Overall, the PHI (Plant Health Indicator) helps collecting data from sensors distributed over a large area, processing the data using AI, and providing recommendations to the user via a mobile application. By using this system, users can monitor their plants and take necessary actions to ensure their plants grow and thrive.
An edge-based sensor node system is a type of networked sensing system that consists of a set of small, low-power sensor nodes distributed over a large area. Each node is equipped with sensors that can measure various physical and environmental parameters such as temperature, humidity, light, and pressure.
ADVANTAGES OF THE INVENTION:
• Plant health indicators are tools that help growers and researchers assess the overall health and condition of plants.
• Plant health indicators can provide early warning signs of plant stress, nutrient deficiencies, or disease outbreaks.
• By monitoring plant health indicators, growers can optimize plant growth and production by adjusting nutrient applications, irrigation schedules, and other management practices.
, Claims:We Claim:
1. Plant health indicator device using edge device and cloud server system is comprises with Computing Unit (10), Temperature Sensor (11), Moisture Sensor (12), pH Sensor (13),NPK Sensor (14), Battery Power Supply (15),AI Model (16), Relay Unit (17), WiFi Module (18), Display (19), and Water pipe valve (20).
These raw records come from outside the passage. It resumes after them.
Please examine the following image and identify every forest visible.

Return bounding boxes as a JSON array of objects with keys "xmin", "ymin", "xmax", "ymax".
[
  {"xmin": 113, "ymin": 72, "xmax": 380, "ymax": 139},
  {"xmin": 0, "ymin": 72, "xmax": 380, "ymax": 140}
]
2. The system as claimed in claim 1, wherein sensor nodes are connected to a cloud server that stores data and acts as a mediator between the plant and the user.
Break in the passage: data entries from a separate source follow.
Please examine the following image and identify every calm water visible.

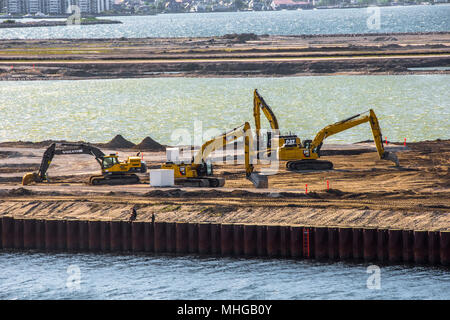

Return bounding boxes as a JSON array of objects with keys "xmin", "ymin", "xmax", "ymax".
[
  {"xmin": 0, "ymin": 75, "xmax": 450, "ymax": 144},
  {"xmin": 0, "ymin": 5, "xmax": 450, "ymax": 39},
  {"xmin": 0, "ymin": 253, "xmax": 450, "ymax": 300}
]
3. The system as claimed in claim 1, wherein the PHI device also contains a computing unit is connected to sensors (temperature, moisture, PT, NPR) and AI (Artificial intelligence).
4. The system as claimed in claim 1, wherein sensors detect the working or growth of the plant, and this information is sent by sensors to the computing unit.
5. The system as claimed in claim 1, wherein after receiving data from the sensors, the AI analyzes the data and sends it to your mobile application; the AI provides recommendations on what your plant needs to thrive based on the data analysis.
6. The system as claimed in claim 1, whereinthe PHI (Plant Health Indicator) helps collecting data from sensors distributed over a large area, processing the data using AI, and providing recommendations to the user via a mobile application.
7. The system as claimed in claim 1, wherein by using this system, users can monitor their plants and take necessary actions to ensure their plants grow and thrive.
8. The system as claimed in claim 1, wherein an edge-based sensor node system is a type of networked sensing system that consists of a set of small, low-power sensor nodes distributed over a large area.
9. The system as claimed in claim 1, wherein Each node is equipped with sensors that can measure various physical and environmental parameters such as temperature, humidity, light, and pressure.